Group paying Phoenix voters for ‘Yes on 106’ social media posts
Aug 15, 2019, 4:55 AM | Updated: Aug 16, 2019, 10:54 am
(KTAR News Photo/Amy Phol)
PHOENIX — Canvassers are paying Phoenix voters to post “Yes on 106” advertisements on their personal social media pages.
And right now, it’s perfectly legal.
“Think about it,” city councilman Sal DiCiccio said. “You’re allowed to hire whomever you want in order to get a message out.”
DiCiccio is not paying anyone $15 dollars to support the measure to force the city council to pay down its pension obligations. A private group is doing that.

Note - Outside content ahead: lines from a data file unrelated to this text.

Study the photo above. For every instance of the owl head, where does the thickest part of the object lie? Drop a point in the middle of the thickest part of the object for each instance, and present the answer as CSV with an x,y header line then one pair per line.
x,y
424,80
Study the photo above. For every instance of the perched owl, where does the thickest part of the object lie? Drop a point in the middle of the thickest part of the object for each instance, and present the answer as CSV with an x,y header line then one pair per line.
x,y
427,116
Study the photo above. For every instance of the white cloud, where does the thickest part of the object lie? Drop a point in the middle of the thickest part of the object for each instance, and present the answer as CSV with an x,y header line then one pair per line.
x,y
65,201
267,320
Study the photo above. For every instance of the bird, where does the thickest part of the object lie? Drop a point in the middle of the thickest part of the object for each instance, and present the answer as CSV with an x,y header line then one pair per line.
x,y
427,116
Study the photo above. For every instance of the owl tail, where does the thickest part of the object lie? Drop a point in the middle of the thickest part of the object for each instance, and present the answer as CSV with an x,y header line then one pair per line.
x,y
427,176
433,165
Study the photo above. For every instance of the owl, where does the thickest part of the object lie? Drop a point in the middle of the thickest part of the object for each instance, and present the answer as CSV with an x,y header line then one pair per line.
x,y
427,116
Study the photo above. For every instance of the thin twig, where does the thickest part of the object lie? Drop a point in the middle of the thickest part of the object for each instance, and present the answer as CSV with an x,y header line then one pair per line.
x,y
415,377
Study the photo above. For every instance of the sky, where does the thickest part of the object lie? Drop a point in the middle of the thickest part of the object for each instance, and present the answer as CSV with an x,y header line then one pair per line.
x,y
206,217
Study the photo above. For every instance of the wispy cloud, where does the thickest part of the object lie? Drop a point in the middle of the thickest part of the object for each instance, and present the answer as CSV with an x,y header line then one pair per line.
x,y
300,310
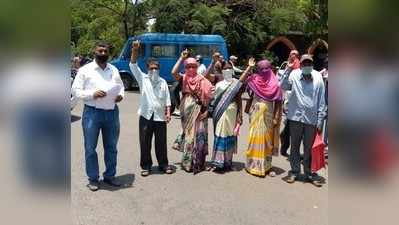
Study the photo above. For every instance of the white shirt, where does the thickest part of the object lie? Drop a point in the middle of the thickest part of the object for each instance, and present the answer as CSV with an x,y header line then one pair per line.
x,y
90,78
154,95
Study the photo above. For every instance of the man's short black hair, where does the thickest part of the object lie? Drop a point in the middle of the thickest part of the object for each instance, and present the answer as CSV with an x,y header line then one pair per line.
x,y
153,61
103,44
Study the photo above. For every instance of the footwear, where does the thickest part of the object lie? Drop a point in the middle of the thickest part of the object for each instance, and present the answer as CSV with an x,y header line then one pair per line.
x,y
145,173
176,146
93,185
290,179
315,182
218,170
284,154
166,169
112,182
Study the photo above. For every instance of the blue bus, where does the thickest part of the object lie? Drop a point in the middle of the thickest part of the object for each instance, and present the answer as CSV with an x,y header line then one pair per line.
x,y
167,48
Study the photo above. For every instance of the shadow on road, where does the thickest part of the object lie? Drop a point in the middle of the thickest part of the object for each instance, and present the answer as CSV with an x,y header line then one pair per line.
x,y
278,170
74,118
156,171
237,166
126,181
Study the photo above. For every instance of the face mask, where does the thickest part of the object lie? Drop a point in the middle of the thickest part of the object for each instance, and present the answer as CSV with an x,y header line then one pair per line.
x,y
227,74
307,69
102,58
154,75
191,72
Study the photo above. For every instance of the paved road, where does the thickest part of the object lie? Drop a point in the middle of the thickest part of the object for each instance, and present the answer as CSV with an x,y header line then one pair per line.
x,y
184,199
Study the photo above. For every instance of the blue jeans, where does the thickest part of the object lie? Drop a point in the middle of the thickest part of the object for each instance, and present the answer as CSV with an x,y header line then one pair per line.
x,y
107,121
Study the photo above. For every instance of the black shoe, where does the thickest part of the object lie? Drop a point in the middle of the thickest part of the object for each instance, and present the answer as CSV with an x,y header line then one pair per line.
x,y
145,173
166,169
290,179
314,181
112,182
93,185
284,154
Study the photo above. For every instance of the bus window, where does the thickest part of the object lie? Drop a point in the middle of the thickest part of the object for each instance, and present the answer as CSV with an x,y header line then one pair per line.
x,y
129,50
202,50
159,51
213,49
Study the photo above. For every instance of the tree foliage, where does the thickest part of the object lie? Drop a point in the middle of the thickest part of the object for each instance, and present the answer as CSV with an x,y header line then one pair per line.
x,y
245,24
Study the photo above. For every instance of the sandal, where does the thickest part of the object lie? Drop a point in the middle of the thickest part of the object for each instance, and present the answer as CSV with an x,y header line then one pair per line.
x,y
167,169
145,173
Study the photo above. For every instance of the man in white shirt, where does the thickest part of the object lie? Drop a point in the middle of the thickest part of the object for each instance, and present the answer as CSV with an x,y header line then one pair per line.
x,y
154,111
233,61
201,68
99,85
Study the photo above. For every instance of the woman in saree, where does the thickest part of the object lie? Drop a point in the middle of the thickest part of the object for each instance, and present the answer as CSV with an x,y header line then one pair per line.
x,y
197,93
226,109
264,112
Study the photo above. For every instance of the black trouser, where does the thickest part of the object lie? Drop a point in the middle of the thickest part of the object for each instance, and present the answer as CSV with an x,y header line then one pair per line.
x,y
285,138
148,128
175,93
300,131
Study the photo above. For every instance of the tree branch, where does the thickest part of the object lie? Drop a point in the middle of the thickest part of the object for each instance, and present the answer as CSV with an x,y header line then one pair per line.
x,y
96,4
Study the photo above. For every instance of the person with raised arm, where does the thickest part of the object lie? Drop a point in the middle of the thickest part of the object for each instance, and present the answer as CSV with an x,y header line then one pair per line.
x,y
154,111
197,93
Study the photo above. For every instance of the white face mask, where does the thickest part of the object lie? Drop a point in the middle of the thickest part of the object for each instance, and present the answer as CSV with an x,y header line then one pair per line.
x,y
307,69
154,75
227,74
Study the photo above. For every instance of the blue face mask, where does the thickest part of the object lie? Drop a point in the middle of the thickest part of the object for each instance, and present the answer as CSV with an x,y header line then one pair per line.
x,y
307,70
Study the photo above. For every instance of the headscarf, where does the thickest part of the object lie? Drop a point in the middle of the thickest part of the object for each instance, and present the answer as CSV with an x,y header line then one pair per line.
x,y
197,84
264,83
295,64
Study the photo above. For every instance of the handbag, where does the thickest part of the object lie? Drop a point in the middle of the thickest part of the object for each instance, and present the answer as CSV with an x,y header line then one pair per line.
x,y
318,160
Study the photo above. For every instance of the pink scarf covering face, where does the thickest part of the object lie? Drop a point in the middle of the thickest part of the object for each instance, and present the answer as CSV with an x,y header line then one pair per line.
x,y
264,83
197,85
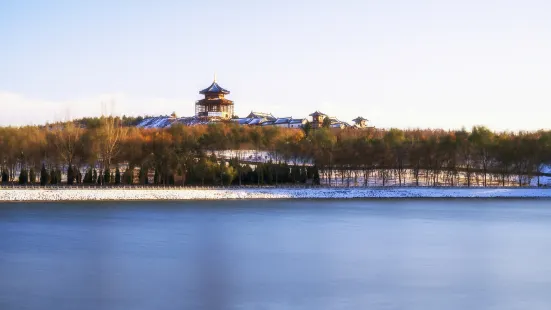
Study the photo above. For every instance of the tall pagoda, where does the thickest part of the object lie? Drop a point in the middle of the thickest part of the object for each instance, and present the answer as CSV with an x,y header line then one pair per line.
x,y
214,106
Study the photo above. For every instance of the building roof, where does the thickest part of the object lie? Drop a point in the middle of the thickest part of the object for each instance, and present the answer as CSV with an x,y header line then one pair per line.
x,y
283,120
318,113
359,119
298,120
268,116
214,88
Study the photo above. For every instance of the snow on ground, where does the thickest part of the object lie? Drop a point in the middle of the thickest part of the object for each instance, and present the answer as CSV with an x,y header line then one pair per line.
x,y
265,193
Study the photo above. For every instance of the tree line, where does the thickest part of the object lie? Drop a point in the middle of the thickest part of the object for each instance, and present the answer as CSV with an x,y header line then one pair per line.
x,y
111,150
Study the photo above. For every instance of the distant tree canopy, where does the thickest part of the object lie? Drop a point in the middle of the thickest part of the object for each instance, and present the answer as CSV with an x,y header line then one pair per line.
x,y
93,150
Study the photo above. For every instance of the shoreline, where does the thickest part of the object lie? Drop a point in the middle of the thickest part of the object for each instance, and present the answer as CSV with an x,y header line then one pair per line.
x,y
190,194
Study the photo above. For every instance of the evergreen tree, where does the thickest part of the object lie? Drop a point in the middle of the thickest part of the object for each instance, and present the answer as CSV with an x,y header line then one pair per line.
x,y
44,176
70,175
32,176
23,177
78,176
117,176
5,176
107,176
53,177
316,179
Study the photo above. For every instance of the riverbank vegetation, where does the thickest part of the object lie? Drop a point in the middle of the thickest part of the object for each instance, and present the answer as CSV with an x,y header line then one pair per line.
x,y
110,151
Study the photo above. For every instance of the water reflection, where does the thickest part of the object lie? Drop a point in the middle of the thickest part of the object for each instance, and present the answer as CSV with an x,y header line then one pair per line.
x,y
442,254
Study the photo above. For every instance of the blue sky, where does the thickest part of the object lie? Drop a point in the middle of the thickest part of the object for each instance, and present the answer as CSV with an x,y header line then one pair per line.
x,y
399,63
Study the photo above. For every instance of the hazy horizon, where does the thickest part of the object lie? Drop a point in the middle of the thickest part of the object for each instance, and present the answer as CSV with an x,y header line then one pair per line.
x,y
403,64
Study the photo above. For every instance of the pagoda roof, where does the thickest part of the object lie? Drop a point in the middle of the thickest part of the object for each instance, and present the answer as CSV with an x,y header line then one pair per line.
x,y
268,116
359,119
317,113
214,88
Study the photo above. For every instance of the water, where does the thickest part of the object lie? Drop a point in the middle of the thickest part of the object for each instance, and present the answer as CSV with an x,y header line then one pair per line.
x,y
364,254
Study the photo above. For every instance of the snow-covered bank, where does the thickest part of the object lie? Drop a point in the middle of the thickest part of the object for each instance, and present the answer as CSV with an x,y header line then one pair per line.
x,y
267,193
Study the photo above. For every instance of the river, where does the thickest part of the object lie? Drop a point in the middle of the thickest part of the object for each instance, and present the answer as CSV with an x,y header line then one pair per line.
x,y
292,254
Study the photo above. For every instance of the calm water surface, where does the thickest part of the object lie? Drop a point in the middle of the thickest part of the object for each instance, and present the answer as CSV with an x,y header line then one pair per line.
x,y
363,254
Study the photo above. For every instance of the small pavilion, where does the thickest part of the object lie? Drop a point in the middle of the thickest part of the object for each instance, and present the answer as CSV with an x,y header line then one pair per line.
x,y
214,106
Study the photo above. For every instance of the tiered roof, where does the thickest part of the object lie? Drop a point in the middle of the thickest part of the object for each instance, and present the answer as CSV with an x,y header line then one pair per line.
x,y
214,88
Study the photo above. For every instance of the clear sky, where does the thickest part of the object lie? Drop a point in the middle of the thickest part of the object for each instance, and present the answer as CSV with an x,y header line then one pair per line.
x,y
399,63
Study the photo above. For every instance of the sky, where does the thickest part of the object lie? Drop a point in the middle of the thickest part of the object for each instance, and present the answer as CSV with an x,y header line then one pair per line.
x,y
399,63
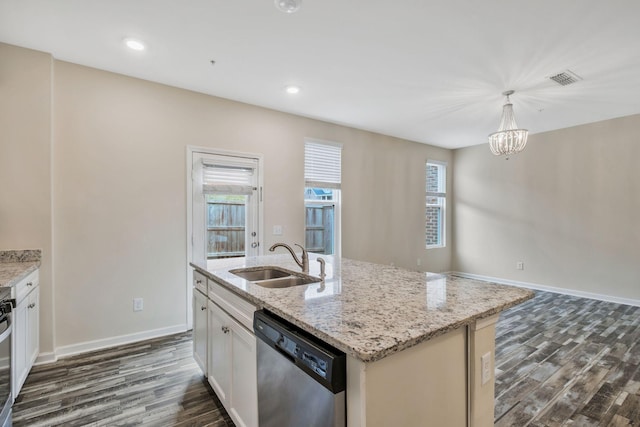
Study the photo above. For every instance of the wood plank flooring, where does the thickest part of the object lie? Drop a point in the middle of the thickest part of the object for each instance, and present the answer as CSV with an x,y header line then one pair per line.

The councilman has been vocal in his support of Prop 106, as well as Prop 105 that would stop light-rail expansion in downtown. He says Phoenix must pay its multi-billion-dollar pension liability, and not pay up to $1.3 billion on expansion.
Both measures go before Phoenix voters on Aug. 27.
Meanwhile, attorney Roopali Desai with Coppersmith Brockelman says, if voters are not expressing personal support, then “they should be saying that, ‘I’m doing this as paid work on behalf of the committee.”
Desai says Arizona could create a new law that would force campaigns to include disclosures that they pay people to play on social media.
“Without the force and effect of law, it’s impossible to require it,” Desai said. “So it just depends on each individual person to do the right thing.
A spokeswoman with the Arizona Secretary of State’s Office says no law addresses the scenario of campaigns paying people to advertise on social media, but the campaigns would have to report this activity as an expenditure.